Innsbruck – Die Mitarbeiterinnen der Wagner’schen Buchhandlung in Innsbruck mussten vor Beginn der Diskussion rasch eine weitere Stuhlreihe aufstellen. Die ÖVP schien getrommelt zu haben, zahlreiche Parteiangehörige erschienen, um der – großteils – eigenen Trauerarbeit zu lauschen. Zum 45. Mal gab die Parteiakademie der ÖVP das „Jahrbuch der Politik“ heraus, dieses Mal geprägt vom türkisen Blick auf Aufstieg und Fall des Sebastian Kurz. Auf über 600 Seiten werden die Pandemie und der „Abschuss“ des jüngsten Kanzlers Österreichs behandelt, wie es im Vorwort heißt. 90 Seiten davon beansprucht der Mitherausgeber des Werks, Wolfgang Sobotka, in seinem „Leitartikel“ über den Werdegang des „gestürzten“ Kanzlers.
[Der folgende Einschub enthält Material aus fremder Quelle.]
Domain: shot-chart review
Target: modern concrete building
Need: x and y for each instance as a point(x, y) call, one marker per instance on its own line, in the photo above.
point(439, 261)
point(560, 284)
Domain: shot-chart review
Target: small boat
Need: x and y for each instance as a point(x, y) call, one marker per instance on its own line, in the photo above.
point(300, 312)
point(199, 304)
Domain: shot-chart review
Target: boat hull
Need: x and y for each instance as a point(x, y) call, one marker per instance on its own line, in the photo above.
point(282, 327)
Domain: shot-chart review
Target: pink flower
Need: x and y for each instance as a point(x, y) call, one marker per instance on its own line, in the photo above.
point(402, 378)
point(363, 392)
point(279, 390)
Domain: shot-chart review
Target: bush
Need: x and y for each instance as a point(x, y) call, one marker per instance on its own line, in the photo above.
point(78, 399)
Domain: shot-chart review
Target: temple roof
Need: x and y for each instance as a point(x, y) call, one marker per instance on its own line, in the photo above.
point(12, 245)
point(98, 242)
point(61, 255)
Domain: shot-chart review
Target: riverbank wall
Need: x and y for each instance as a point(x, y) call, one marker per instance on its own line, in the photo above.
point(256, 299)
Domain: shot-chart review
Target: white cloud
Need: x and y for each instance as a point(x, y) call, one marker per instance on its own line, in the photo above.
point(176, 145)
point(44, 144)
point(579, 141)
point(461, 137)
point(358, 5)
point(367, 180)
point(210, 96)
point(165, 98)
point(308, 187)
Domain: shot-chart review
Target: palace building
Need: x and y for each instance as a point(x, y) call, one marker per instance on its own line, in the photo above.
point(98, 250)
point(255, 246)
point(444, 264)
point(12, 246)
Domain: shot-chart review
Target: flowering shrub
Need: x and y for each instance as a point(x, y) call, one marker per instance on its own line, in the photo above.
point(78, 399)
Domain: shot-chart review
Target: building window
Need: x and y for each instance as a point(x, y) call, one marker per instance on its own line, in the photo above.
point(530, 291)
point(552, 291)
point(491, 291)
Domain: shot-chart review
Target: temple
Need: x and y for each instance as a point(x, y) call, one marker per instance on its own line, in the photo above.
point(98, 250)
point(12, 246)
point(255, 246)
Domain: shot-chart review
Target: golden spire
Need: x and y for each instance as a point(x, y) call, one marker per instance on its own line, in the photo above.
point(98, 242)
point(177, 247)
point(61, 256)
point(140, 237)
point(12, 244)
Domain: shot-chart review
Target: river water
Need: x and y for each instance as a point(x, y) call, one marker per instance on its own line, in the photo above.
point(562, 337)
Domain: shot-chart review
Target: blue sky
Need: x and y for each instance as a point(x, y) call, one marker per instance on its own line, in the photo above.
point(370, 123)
„Wer soll das alles lesen?“, fragte TT-Chefredakteur Alois Vahrner, der die Präsentation moderierte, seine beiden Diskutanten, Bettina Rausch, Präsidentin der Politischen Akademie, und den Meinungsforscher Wolfgang Bachmayer. „Am besten jeder“, antwortete Rausch. Denn das Buch würde eine Lücke zwischen tagesaktuellen Schlagzeilen und einer historischen Aufarbeitung von Dingen füllen, sei „ein Standardwerk österreichischer Zeitgeschichte“ – und als solches für alle Politik-Interessierten spannend.

Tatsächlich handelt der zweite große Themenblock von der Pandemie, den Fehlern und Erfolgen in ihrer Bekämpfung und den Auswirkungen auf die Gesellschaft. „Zu Pandemiebeginn“, erklärt Bachmayer, Geschäftsführer des OGM-Instituts, „hat sich das Vertrauen in die Politiker auf einem Allzeithoch befunden.“ Heute sei es so niedrig wie nie zuvor. Dazwischen liegen zwei Jahre Corona.

„Österreichisches Jahrbuch für Politik 2021“

hg. von Andreas Khol, Stefan Karner, Wolfgang Sobotka, Bettina Rausch, Günther Ofner

656 Seiten

Böhlau Verlag

Jahre, in denen „die Sprache härter und persönlich geworden ist“, sagt Rausch. Und verlernt wurde, auch „das Gute im anderen zu sehen“. Pandemie-Chaos, Chat-Affäre, Impfdebatten, Regierungsumbildung – „die Politik beschädigt sich am besten durch sich selbst“, so Bachmayer. Doch entgegen manchen Meinungen haben die „Eckpfeiler unserer Demokratie Stabilität bewiesen“.

55 Autorinnen und Autoren kommen im „Jahrbuch für Politik 2021“ zu Wort – darunter auch zahlreiche Wissenschafter und Journalisten. Viel Zeit, sich mit dem Blick nach hinten aufzuhalten, blieb aber selbst bei der Präsentation des Rückblicks nicht – in der Gegenwart warten der Probleme genug. „Wir haben drei Krisen gleichzeitig, die Pandemie, die Teuerung und den Krieg“, zählt Bachmayer auf. All das öffne Fenster für „radikale Staatsreformen“ – und liefere den Stoff für die nächsten Jahrbücher. (ah)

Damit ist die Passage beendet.